And this meant that if one could construct a tower that consisted of a long, rigid, train of carriages – almost exactly like a railway train, but without the wheels -, then as the tower/train rose, new carriages could be fed in at the bottom, and released from the top. And one would have then have a mass space launch system which could continually feed new bodies into space, without using any power whatsoever (in the form of rockets, for example) except for the rotational energy of the Earth. I was able to use the tower –  which I called an “orbital siphon” – to fire spacecraft anywhere in the Solar System, and beyond it. Should humans ever colonise space, and launch millions of spaceships, a siphon like this would be a very good way to do it.

And then in 1997 or so I published the idea on the internet. It’s still there, minus its illustrations and  Java applets, as an adjunct to Idle Theory.

Nothing happened for nearly 10 years. Nobody took any interest in it. But then, in about 2004, somebody – a professor of astronautical engineering – expressed interest in it, and asked a few questions, and then said that he thought it was a very good idea, and asked me if we might publish a joint paper on it in an astronomical journal. I agreed. And in 2005, after he written the calculus describing the idea (a task beyond my abilities), we presented a paper at a space conference in Fukuoka, Japan, and it duly appeared shortly afterwards in a couple of journals.

The idea of this orbital siphon was simply something that I’d become personally interested in. Nobody was paying me to investigate it. And it was an idea that I was able to pursue because I had sufficient mathematical and computing skills, and personal computers on which to build simulation models, and above all sufficient idle time (between computing contracts) in which to construct and test such models. In this respect, it was very like Idle Theory, which was another quite different idea that I’d started exploring in 1975.

I seem to regularly get grabbed by ideas like these. Seven years ago I was exploring a geometrical idea about how cells might grow and effortlessly divide, and published it on this blog. I love ideas that look like they might open up new worlds.

And of course there’s now the latest idea to grab me, which is my Theory of Ice Ages, that first took shape about a year ago, and which I have been pursuing ever since. For at the age of over 70, I have lots of computers, and all the idle time I could possibly want in which to pursue any idea I like.

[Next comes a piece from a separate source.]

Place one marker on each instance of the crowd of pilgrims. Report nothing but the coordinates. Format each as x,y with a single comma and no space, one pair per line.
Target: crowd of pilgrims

All my ideas are very simple. And that usually is part of their attraction to me. And my latest very simple idea is that sheets of snow and ice on the surface of the Earth will act to warm the rocks beneath them, and warm them sufficiently to melt the overlying snow and ice, resulting in a succession of glaciations with interglacial periods in between.

Here’s such a succession of glaciations I generated yesterday, by dropping 5 metres of snow every 500 years onto the surface of the Earth, building snow sheets up to depth of 250 m. The surface rock temperatures beneath the snow climb over 30º K over about 80,000 years before the snow melts, and the surface rocks rapidly cool down again – after which the snow starts falling once more, and new snow sheets build up.

It seems to me that this is a very good explanation for why there have been a succession of ice ages over the past few million years: snow falls on the surface of the Earth and becomes deep enough for the rocks beneath to warm up and melt the overlying snow/ice. But it seems to be an idea that is entirely absent from the disciplines of climate science and geology and glaciology. Current explanations for ice ages include astronomical ones (Milankovitch cycles),  and chemical ones (carbon dioxide), but there’s not a trace of the sort of geothermal one I’m proposing.

It may of course be that my idea is one that has long since been considered, and dismissed, for some very good reasons that I happen not to know, and this is why I never encounter it. But I’ve begun to wonder whether all these well-funded climate scientists can’t entertain ideas of this kind. For we live in a time when questioning the role of carbon dioxide in the Earth’s climate is like heretically questioning whether the Earth is round, or smoking causes lung cancer. There’s a veritable inquisition out there, led by people like Al Gore, which ensures that only the ruling CO2-driven climate change orthodoxy will ever get any research funding.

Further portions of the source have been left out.